India Requests Australia to Exempt Existing Indian Students from the Revised SOL!

During his recent visit to Australia, the Minister for Overseas Indian Affairs, Vayalar Ravi’s had many concerns that were worth discussing with the Australian authorities. With the new Skilled Occupations List of Australia taking its effect on July 1, many Indians who have gone there to pursue courses may be asked to return back to their home country. This, of course, is a matter of concern for Indian students who have already invested a lot of their money, as well as for the Indian government. The minister met Australian Foreign Minister, Immigration and Citizenship Minister and Trade Minister, whom he requested that Indian students who have already in the country should be affected by the new list of occupations.

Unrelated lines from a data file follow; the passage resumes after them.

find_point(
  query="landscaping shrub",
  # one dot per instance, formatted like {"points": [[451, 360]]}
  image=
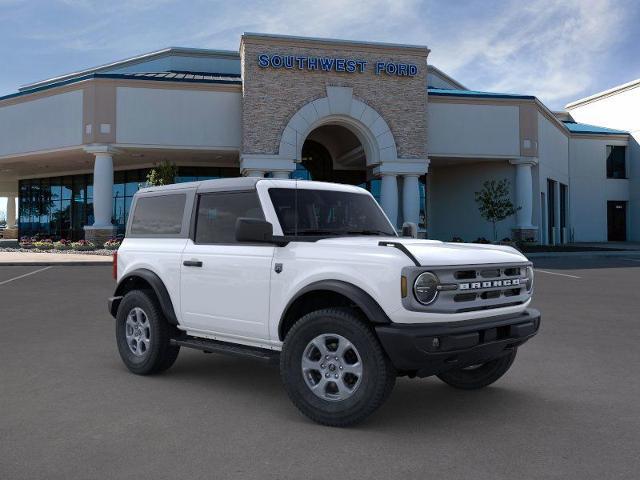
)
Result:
{"points": [[112, 244], [83, 245], [62, 245]]}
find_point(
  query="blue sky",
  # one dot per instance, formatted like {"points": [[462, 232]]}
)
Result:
{"points": [[557, 50]]}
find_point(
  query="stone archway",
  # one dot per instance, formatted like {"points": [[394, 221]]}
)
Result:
{"points": [[339, 107]]}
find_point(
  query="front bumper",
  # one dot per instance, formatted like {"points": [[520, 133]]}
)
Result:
{"points": [[426, 350]]}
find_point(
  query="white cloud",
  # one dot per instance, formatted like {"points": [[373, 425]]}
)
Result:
{"points": [[547, 48]]}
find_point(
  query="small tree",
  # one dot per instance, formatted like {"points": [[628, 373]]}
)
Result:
{"points": [[494, 203], [163, 174]]}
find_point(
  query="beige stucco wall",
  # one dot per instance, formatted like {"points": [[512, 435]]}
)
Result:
{"points": [[272, 96], [51, 122], [178, 117], [468, 129]]}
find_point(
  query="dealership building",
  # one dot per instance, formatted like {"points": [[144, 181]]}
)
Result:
{"points": [[75, 148]]}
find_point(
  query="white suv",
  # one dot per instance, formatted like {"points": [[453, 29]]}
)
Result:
{"points": [[313, 275]]}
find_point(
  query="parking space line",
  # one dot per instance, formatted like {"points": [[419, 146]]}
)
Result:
{"points": [[556, 273], [25, 275]]}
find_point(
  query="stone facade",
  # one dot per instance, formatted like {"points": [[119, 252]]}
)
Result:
{"points": [[272, 96]]}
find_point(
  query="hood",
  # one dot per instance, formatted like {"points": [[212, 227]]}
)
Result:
{"points": [[435, 253]]}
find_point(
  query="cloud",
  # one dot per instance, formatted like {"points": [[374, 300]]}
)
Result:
{"points": [[545, 48], [557, 50]]}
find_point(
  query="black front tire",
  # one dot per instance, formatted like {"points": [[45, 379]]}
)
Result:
{"points": [[378, 375], [479, 376], [160, 354]]}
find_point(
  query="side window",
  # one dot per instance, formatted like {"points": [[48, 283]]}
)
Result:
{"points": [[218, 212], [159, 215]]}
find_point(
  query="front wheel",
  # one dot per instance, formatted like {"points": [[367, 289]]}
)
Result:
{"points": [[143, 334], [481, 375], [334, 369]]}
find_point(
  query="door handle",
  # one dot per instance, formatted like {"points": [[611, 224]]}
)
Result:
{"points": [[192, 263]]}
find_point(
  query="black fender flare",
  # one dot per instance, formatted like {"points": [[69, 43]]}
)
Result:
{"points": [[158, 288], [371, 309]]}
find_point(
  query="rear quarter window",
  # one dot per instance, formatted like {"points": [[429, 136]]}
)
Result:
{"points": [[159, 215]]}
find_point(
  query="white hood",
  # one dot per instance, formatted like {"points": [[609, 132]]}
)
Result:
{"points": [[435, 253]]}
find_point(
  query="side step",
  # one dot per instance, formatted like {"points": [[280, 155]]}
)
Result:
{"points": [[215, 346]]}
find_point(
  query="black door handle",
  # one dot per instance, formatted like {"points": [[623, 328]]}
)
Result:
{"points": [[192, 263]]}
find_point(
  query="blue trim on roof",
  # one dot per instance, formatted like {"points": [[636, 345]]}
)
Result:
{"points": [[445, 92], [585, 128], [229, 79]]}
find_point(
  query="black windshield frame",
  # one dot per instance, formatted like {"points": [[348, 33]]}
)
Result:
{"points": [[311, 214]]}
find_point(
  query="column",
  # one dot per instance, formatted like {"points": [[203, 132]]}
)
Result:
{"points": [[11, 211], [411, 198], [557, 228], [102, 190], [389, 196], [102, 228], [524, 198]]}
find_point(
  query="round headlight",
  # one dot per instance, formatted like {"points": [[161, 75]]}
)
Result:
{"points": [[425, 288], [529, 279]]}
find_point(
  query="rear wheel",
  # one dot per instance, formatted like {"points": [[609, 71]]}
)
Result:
{"points": [[334, 369], [481, 375], [143, 334]]}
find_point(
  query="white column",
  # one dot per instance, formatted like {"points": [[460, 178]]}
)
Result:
{"points": [[557, 229], [11, 212], [524, 193], [389, 196], [411, 199], [103, 189]]}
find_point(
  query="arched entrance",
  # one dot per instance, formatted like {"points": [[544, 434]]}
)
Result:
{"points": [[333, 153]]}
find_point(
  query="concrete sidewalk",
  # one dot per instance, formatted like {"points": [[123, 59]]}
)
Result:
{"points": [[36, 259]]}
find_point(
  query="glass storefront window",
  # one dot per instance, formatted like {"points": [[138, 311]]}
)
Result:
{"points": [[59, 207]]}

Australia has revised the earlier Skilled Occupations List and with that the number of occupations has been cut down from 400 to only 181 for vocational courses and jobs. It is speculated that about fifteen thousand Indian students are likely to be affected by the list and they would be forced to withdraw and return to India. The Indian minister has urged the Australian government not to be harsh on these students and allow them to complete their courses and gain permanent residency. He also asked the Australian ministers to allow the Indian students a minimum period of two-and-a-half-year, so that the latter can find employment in the country, in order to acquire Australian permanent residency.

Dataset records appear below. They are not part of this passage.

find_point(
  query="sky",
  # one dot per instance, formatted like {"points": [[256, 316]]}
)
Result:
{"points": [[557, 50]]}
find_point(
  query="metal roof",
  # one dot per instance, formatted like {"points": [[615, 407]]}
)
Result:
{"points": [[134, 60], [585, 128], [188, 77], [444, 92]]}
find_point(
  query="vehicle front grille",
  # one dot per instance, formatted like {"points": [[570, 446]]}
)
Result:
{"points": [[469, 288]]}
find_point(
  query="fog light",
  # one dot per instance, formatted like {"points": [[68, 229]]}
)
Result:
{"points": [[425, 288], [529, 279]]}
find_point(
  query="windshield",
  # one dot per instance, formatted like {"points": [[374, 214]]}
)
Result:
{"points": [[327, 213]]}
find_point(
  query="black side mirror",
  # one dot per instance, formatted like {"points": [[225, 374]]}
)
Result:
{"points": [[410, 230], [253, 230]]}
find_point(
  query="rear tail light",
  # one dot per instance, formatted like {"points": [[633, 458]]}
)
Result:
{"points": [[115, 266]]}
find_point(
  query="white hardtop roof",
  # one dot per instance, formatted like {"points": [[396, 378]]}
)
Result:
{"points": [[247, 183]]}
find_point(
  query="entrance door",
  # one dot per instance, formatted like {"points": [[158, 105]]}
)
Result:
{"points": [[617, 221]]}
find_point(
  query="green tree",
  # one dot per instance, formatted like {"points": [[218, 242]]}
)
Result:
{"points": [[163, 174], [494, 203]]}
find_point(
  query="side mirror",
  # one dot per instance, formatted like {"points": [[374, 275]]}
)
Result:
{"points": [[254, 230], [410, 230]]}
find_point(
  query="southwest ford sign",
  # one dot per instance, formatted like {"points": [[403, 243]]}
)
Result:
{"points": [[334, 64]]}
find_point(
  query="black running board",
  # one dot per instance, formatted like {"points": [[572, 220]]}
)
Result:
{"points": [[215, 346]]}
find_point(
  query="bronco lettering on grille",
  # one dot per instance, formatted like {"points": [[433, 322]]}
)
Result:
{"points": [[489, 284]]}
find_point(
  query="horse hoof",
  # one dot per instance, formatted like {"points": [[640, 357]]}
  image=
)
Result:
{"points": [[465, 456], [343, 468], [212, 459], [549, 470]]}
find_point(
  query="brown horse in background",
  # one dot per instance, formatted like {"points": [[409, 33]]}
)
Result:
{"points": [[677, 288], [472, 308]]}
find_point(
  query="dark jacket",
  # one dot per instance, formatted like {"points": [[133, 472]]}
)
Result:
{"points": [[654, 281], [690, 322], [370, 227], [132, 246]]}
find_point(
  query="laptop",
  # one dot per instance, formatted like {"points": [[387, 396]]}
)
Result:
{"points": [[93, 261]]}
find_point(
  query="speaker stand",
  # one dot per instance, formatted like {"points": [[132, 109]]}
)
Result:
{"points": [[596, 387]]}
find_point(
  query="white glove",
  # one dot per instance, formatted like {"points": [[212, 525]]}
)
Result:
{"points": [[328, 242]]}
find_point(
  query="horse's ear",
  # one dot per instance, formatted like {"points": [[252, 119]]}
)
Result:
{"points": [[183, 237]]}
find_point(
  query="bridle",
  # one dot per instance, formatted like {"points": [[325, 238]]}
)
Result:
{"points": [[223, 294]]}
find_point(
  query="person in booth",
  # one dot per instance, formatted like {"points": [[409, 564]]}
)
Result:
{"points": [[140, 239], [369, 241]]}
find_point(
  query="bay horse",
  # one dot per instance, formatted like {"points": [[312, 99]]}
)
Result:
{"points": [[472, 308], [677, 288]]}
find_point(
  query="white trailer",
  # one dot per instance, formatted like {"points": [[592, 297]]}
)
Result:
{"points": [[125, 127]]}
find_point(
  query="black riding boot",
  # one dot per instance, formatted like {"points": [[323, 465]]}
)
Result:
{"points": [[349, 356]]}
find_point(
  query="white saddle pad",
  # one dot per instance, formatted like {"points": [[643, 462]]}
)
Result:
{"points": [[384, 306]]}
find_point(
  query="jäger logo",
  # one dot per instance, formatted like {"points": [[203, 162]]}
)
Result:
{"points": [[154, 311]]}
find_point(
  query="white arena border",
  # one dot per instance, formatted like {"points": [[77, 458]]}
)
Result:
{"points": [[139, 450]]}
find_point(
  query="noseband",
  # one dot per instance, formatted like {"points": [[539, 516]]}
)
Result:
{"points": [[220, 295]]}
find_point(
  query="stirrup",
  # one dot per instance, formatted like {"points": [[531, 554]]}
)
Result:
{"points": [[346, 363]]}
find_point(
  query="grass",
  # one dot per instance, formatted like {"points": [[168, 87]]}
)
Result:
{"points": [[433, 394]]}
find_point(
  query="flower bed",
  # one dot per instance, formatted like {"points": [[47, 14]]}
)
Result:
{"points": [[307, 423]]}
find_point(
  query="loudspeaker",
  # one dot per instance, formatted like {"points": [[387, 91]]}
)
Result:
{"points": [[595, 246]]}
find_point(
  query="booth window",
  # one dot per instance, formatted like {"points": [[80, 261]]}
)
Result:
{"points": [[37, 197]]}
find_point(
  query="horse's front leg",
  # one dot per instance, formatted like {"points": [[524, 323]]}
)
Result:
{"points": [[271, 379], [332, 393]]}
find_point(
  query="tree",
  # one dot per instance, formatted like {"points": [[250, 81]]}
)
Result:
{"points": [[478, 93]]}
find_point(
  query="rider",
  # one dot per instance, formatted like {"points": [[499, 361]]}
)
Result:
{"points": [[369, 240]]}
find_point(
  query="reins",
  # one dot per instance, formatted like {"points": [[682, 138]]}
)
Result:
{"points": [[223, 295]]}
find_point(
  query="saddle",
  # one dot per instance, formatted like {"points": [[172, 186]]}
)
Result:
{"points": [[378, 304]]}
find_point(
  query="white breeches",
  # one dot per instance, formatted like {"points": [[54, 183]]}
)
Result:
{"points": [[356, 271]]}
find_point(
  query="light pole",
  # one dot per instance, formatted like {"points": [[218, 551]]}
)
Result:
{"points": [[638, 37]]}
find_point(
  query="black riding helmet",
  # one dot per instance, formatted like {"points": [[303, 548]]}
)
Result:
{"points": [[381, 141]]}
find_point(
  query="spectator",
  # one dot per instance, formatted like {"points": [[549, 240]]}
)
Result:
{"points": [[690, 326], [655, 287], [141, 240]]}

However, the Australian ministers did not promise anything in this regard. Still, the Indian minister is hopeful that the Oz authorities will look into the matter and take needful actions! In the meantime, The Joint Secretary for the Ministry of Overseas Indian Affairs confirmed that the new Skill Occupations List is not going to hamper sixty percent of the Indian students in Australia, while thirty percent will be provided with a transition time limit of two-and-a-half-year to look for some engagement. The remaining ten percent, which constitutes Indian students who did not have vocational or language skills; and entered the country on student visas only to get employed and then PR, is likely to face problem. Regarding the latter, the Indian ministry has analyzed that it is entirely the Australia’s fault to issue these Indians with student visas, knowing that they did not possess any of the skills. But, the Australian authority has defended themselves saying that those were student visas, but as per the new list of occupations, they would not be provided with the permanent residence status in Australia.

Well, the outcomes of the new Skilled Occupations List are yet to witness, but earlier this year many overseas students had been affected by the Australian government’s order to shut down many privately-run educational institutions that do not meet the standards set by the country’s federal and state governments. The Indian High Commission in Australia had already alerted Indian students intending to pursue courses in Australia about the existence of many institutions that do not fulfill its governments’ standards.